Der bei der Streetwork von FIM am häufigsten auftretende Fall ist seit Jahren die junge, unerfahrene Rumänin oder Bulgarin, die unter prekären Lebensbedingungen in der Prostitution mit Dumpingpreisen und gesundheitsgefährdenden Leistungen im Massenverfahren „arbeitet“ und ihr Geld abgibt an Betreiber und an den Zuhälter, der oft zugleich auch als ihr Freund agiert. Das Wenige, das den Frauen bleibt, geht an die Familie im Herkunftsland, die auf regelmäßige Unterstützung aus dem Ausland angewiesen ist. Häufig erfahren die Frauen Gewalt und machen solange ungesichert weiter, bis ihr Körper streikt oder ihre Attraktivität nicht mehr für den Markt ausreicht. Diese Frauen können ihre Interessen, ihr Recht auf körperliche und sexuelle Selbstbestimmung und Unversehrtheit nicht wahren, sich nicht wehren, sich nicht als Opfer zu erkennen geben. Dennoch sind sie Opfer von struktureller und oft auch direkter Gewalt, von Ausbeutung und von Zuhälterei. Ihre Zwangslage und auslandsspezifische Hilflosigkeit wird ausgenutzt, jedoch erhalten sie keine Opferrechte, sind nicht in einem Opfer-(Zeugen-)Schutzprogramm. Ein Strafverfahren wegen Menschenhandel oder Zuhälterei findet nicht statt. Diese Frauen entscheiden sich dazu, weiterzumachen, weil ihnen Lebens- und Erwerbsalternative fehlen, weil sie finanzielle Verantwortung für Familie und Kinder im Herkunftsland tragen; weil sie sozial bzw. emotional an Zuhälter- und Freundesnetzwerke gebunden sind; und auch deshalb, weil sie voller Ängste und Unsicherheiten sind und ihnen das Vertrauen zu den deutschen Strafverfolgungsbehörden sowie den Hilfestrukturen fehlt.
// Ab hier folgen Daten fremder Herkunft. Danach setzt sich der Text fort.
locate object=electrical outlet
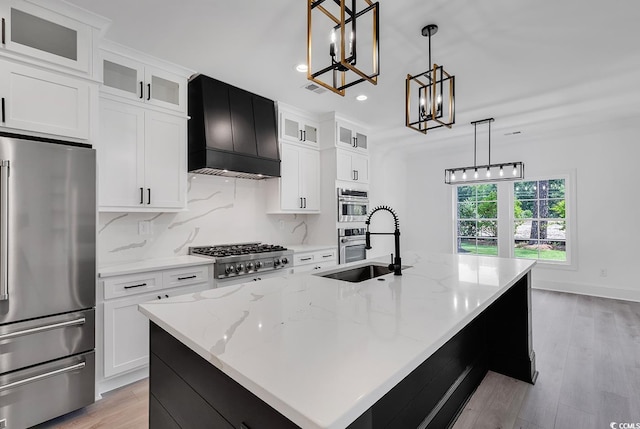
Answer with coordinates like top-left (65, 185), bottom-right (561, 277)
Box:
top-left (138, 220), bottom-right (151, 235)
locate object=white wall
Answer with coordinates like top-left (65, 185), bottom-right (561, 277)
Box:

Für FIM als Frauen- und Menschenrechtsorganisation ist Prostitution nicht als Beruf wie jeder andere zu definieren. Die Vermarktung von Frauenkörpern und Sexualität drückt eine Asymmetrie zwischen den Geschlechtern aus und stützt sexistische patriarchale gesellschaftliche Strukturen. Dies ist die gesellschafts- und insbesondere geschlechterpolitische Ebene. Als Beratungszentrum besteht die Aufgabe von FIM allerdings darin, Frauen in Notlagen und schwierigen Lebenssituationen zu stärken und zu unterstützen, sie in ihrer eigenen Entscheidung zur Existenzsicherung zu respektieren – egal um welche Form von Tätigkeit es sich handelt. Dazu gehören selbstverständlich auch die Frauen, die – mehr oder weniger – selbstbestimmt in der Prostitution arbeiten und dort auch, meist vorübergehend, verbleiben wollen.

Politisches Handeln kommt nicht umhin, Prostitution in ihrer vielseitigen gesellschaftlichen Realität zu begegnen. Oberstes Ziel sollte dabei die Wahrung der Menschenwürde durch Einhaltung der Menschenrechte sein. Für die Frauen bedeutet dies, dass sie darin unterstützt werden müssen, den Ausstieg aus der Prostitution zu schaffen oder aber ein professionelles Management in der Arbeit aufzubauen; verbunden mit entsprechender Fürsorge für sich selbst. Für die Gesellschaft bedeutet dies, unmissverständliche Grenzen des Hinnehmbaren in der Prostitution festzulegen, dafür die Rahmenbedingungen zu setzen und diese Grenzen kompromisslos zu schützen. Festgeschriebene Mindeststandards im Milieu sowie deutlich verbesserte Schutz- und Unterstützungsangebote sind hierfür genauso notwendig wie Maßnahmen, durch die die Frauen über die Prostitution hinaus in die Gesellschaft eingebunden werden, sodass sie sich stabilisieren und schützen können. Je besser die Frauen in das deutsche Rechtssystem, in soziale Unterstützungssysteme und in regionale Strukturen eingebunden sind, umso weniger werden sie sich durch Europa schicken lassen. Und durch die Befähigung zur Selbstbestimmung werden Menschenhändler, Zuhälter und Betreiber an Macht verlieren.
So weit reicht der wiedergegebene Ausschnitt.